Output::Ubigraph plugin is a bit different than other plugins shipping with SinFP3: you cannot use it directly as an output module. You have to go through an intermediate step before being able to display the network vizualisation.
The problem comes from Ubigraph that attributes an ID to every created node. To create an edge between two nodes, you have to know their respective node IDs. But SinFP3 is stateless (as of now). Each fingerprinted target runs in a specific process, and if you render it in Ubigraph, you will not be able to create an edge with another fingerprinted target by lack of knowing the other node ID.
A solution I once came up with was to create a convertion routine from an IP/port address to an ID. But Ubigraph does not allow the end-user to access the full 32-bits range of IDs, and even so, you only addressed the IPv4 range (IPv6 would require potentially much more IDs). So, I decided to create an output module to perform an intermediate step: Output::CSV. From that, you can use this CSV file to feed the final Output::Ubigraph module. The following describes how to proceed.
Scan your target
As root. Default CSV file will be named sinfp3-output.csv in current directory. To give it a different name, you can use -csv-file FILENAME.
# sinfp3.pl -target 10.100.0.0/24 -port top10 -output-csv -verbose 1
Read CSV file and output to Ubigraph
You have to turn off every other modules, thus you use *-null plugin arguments.

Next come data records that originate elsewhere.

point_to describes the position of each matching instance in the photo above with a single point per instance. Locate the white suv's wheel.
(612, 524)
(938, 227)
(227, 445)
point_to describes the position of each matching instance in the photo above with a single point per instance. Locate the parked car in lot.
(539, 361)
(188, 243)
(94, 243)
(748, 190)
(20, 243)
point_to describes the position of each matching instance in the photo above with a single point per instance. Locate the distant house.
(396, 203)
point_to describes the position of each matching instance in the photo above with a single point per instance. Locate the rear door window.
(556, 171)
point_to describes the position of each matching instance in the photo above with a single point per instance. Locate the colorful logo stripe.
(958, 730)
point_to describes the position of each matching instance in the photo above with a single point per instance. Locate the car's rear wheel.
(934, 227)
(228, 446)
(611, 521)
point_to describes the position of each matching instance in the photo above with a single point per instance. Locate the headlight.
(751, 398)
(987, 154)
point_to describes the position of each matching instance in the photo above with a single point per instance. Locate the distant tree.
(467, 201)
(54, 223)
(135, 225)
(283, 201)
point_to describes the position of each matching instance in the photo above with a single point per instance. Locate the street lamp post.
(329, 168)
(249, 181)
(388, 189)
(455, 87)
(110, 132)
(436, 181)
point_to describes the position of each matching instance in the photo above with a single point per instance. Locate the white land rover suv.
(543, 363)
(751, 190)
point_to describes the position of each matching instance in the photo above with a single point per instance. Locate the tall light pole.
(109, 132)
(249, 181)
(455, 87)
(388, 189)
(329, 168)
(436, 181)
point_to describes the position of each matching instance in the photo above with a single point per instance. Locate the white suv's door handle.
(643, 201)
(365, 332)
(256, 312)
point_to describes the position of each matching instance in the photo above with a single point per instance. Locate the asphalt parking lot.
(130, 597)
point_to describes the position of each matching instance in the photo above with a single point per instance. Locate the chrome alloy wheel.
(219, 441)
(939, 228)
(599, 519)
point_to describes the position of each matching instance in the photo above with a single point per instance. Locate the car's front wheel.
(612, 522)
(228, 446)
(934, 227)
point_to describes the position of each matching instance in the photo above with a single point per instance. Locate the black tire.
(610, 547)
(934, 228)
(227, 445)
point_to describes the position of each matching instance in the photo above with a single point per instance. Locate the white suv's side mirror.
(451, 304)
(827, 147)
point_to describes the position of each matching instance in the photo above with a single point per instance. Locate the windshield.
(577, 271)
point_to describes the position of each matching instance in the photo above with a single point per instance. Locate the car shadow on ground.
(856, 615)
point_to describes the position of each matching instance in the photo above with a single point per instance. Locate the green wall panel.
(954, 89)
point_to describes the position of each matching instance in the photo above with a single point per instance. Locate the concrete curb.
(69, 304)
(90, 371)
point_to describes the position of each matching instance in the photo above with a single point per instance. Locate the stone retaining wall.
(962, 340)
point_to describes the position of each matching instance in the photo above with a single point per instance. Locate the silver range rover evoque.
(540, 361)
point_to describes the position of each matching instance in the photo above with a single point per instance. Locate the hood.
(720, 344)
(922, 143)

$ cd ~/tools/UbiGraph-alpha-0.2.4-Linux32-Fedora-9 $ ./bin/ubigraph_server & $ sinfp3.pl -input-null -mode-null -search-null -db-null -output-ubigraph -csv-file sinfp3-output.csv
Another possible option is to save the fingerprinting output to pcap files. It’s easy with SinFP3:
# sinfp3.pl -target 10.100.0.0/24 -port top10 -output-pcap -verbose 1
Then, you can launch again the fingerprinting process by using the captured files, and save output as a CSV file:
$ sinfp3.pl -input-pcap -pcap-file 'sinfp4-*.pcap' -output-csv -csv-file pcap2csv.csv
And now, some screenshots
Each color corresponds to an operating system.
- Yellow for MacOS
- Violet for SunOS
- Green for Linux (ecology?)
- Red for BSD systems (because red is evil)
- Blue for Windows (like the blue screen of death)
What is important to note, and that’s a real advantage of SinFP3 versus Nmap, each open port is fingerprinted. Thus, each open port on a target may have a different operating system (or color) displayed. This example spoke about IPv4, but you can do exactly the same with IPv6.